HNW clients tempted back to equities

stock-market/cent/

16 June 2009
| By Caroline Munro |

High-net-worth (HNW) clients who see signs of a market recovery will not shy away from equities, as they see an opportunity to pick up undervalued stocks.

According to a new survey conducted by Datamonitor, client demand is expected to be so strong in the area of direct equities that 44 per cent of the wealth managers questioned said they will invest more resources into these products over the next two years. Wealth managers who serve the financial needs of HNW individuals said they expect over 90 per cent of their clients will demand direct equity investments over the period.

It is expected that wealthy Australians will have the majority of their money invested in equities over the next two years and that HNW clients will have a quarter of their total investment portfolio in equities by 2011.
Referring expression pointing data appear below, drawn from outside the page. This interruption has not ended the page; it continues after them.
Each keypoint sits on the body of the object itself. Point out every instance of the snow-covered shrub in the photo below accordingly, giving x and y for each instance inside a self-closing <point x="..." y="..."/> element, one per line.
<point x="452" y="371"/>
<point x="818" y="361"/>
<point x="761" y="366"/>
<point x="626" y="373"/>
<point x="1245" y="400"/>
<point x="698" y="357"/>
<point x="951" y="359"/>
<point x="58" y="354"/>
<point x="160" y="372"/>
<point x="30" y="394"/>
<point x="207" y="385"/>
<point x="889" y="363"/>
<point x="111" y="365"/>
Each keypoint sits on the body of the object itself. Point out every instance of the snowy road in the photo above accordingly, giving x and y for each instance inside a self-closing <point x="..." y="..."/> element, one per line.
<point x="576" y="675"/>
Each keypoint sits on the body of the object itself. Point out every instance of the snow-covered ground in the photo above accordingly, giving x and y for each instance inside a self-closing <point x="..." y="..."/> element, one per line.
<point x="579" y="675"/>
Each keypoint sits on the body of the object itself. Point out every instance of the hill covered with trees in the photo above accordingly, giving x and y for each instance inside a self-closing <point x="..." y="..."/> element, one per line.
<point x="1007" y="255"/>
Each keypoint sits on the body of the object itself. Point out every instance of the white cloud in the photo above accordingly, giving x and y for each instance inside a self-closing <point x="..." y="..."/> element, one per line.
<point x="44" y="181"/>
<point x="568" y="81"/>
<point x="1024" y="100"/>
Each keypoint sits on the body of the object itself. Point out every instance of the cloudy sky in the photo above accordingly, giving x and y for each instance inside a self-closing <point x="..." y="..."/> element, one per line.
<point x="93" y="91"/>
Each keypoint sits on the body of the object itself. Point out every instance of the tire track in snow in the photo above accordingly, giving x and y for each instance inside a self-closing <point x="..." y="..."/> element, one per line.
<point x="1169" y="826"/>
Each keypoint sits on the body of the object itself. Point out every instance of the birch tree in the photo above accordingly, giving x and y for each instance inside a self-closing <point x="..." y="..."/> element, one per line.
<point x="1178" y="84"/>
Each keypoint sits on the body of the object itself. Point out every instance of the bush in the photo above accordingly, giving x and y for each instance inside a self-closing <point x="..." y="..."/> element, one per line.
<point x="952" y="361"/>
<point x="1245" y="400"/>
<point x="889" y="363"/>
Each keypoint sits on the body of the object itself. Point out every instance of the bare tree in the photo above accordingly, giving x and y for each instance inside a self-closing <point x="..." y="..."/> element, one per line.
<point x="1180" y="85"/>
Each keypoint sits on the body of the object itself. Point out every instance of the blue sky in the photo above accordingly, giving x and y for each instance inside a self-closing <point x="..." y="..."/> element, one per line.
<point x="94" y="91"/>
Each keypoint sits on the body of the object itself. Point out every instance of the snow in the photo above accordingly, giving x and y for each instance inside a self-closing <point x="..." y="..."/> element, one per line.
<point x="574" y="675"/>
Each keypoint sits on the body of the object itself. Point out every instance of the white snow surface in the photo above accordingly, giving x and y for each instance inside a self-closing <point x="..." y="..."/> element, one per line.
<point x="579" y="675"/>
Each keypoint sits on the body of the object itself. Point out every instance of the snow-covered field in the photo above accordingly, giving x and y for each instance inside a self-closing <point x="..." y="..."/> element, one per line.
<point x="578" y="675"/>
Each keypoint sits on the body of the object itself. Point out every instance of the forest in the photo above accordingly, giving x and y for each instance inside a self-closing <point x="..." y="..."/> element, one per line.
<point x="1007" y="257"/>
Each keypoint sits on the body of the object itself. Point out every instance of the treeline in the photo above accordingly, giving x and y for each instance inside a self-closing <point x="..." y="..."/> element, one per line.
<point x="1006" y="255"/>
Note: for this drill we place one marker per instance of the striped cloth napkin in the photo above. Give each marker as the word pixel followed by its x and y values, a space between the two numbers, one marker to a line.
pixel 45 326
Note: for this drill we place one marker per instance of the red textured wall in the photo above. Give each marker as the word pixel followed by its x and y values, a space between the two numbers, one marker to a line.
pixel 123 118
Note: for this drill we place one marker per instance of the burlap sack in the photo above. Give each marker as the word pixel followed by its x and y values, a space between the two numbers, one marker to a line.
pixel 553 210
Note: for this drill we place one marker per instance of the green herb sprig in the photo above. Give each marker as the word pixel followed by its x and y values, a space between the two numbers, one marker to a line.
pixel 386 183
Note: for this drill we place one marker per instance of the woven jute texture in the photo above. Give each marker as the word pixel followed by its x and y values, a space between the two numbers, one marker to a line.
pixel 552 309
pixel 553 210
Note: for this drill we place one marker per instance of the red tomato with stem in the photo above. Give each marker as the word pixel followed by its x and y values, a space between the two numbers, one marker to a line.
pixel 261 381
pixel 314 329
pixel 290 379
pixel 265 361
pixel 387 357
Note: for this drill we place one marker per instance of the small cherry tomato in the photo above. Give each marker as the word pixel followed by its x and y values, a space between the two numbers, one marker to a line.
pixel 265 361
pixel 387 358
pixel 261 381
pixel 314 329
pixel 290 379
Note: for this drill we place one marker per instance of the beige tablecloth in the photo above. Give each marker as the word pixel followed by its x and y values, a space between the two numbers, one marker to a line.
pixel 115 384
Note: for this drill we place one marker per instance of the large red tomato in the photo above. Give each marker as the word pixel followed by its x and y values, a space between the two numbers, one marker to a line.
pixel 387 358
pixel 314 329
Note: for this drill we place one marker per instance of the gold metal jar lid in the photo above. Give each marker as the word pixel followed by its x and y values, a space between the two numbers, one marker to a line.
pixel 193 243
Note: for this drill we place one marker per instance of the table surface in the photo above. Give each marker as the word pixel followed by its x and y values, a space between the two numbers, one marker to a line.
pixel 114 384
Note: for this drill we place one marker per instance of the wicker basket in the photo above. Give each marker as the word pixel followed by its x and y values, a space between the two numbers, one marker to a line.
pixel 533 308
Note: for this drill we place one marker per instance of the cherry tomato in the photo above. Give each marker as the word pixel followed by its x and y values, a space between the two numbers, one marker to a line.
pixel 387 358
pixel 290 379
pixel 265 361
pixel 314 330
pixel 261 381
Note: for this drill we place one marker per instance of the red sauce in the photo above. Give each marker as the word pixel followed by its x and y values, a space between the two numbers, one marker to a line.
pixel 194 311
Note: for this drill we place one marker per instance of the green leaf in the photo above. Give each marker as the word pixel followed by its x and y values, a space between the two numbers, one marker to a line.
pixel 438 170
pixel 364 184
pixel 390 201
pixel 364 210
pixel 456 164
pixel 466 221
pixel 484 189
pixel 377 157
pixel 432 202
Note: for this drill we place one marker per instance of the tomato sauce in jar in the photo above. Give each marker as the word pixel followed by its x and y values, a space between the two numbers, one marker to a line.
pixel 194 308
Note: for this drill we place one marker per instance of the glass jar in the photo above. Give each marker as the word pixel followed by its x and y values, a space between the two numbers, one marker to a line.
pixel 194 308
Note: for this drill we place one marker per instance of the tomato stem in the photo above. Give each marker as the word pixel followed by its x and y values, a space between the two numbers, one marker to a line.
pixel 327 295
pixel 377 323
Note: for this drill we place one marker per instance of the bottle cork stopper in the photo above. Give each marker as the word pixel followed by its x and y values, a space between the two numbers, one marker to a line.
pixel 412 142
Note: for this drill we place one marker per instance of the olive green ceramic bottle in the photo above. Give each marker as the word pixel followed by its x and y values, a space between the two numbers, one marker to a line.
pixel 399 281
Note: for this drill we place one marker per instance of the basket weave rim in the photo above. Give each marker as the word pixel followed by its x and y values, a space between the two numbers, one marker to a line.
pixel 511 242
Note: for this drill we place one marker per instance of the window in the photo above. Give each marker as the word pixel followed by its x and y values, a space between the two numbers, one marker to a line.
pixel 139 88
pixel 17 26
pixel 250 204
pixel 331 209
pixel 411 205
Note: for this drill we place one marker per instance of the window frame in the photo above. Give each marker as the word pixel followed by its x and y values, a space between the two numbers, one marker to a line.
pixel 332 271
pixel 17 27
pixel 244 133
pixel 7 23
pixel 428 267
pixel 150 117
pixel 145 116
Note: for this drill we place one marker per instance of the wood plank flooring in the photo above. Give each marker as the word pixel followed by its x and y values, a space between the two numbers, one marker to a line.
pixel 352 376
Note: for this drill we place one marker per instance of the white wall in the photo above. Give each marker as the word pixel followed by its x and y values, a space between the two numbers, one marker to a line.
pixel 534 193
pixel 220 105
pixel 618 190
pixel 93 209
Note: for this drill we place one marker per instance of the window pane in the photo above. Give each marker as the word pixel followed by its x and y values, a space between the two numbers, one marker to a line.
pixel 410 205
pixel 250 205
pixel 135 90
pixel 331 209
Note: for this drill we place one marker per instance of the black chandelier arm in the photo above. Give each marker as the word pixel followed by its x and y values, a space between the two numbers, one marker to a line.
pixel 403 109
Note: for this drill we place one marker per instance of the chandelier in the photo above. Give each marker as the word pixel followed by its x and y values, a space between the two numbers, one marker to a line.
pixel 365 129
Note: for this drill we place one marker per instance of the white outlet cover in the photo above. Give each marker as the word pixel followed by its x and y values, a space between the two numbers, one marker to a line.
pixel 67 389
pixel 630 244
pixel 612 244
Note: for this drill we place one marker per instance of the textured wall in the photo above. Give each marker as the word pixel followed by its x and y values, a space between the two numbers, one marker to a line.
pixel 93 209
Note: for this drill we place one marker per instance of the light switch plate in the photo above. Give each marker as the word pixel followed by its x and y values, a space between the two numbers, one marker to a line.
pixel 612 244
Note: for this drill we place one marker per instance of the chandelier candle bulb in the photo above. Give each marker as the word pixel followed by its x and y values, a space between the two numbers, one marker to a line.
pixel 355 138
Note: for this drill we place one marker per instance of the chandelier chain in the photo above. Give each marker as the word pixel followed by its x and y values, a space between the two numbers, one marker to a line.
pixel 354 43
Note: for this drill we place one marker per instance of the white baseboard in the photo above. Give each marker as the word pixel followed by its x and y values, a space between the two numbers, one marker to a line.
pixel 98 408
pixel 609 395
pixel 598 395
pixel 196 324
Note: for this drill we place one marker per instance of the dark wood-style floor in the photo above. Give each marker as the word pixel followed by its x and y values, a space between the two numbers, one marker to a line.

Datamonitor wealth analyst David Lalich said while these clients have learnt the lessons from the equity crash they will not be discouraged, as they see signs of a recovery.

“These are typically opportunistic individuals who want exposure to the best opportunities for growth in the market,” he said.

Australia’s near miss of a technical recession with a growth in gross domestic product of 0.4 per cent for the March 2009 quarter coupled with an increase in confidence as the local stock market increased around 30 per cent from its recent lows has boosted investor confidence.

“There is no certainty that the stock market has bottomed out already, however, there are signs emerging that the worst might be over,” said Lalich.

“Stock prices have fallen so much over the past 18 months that some investors are starting to view them as undervalued.”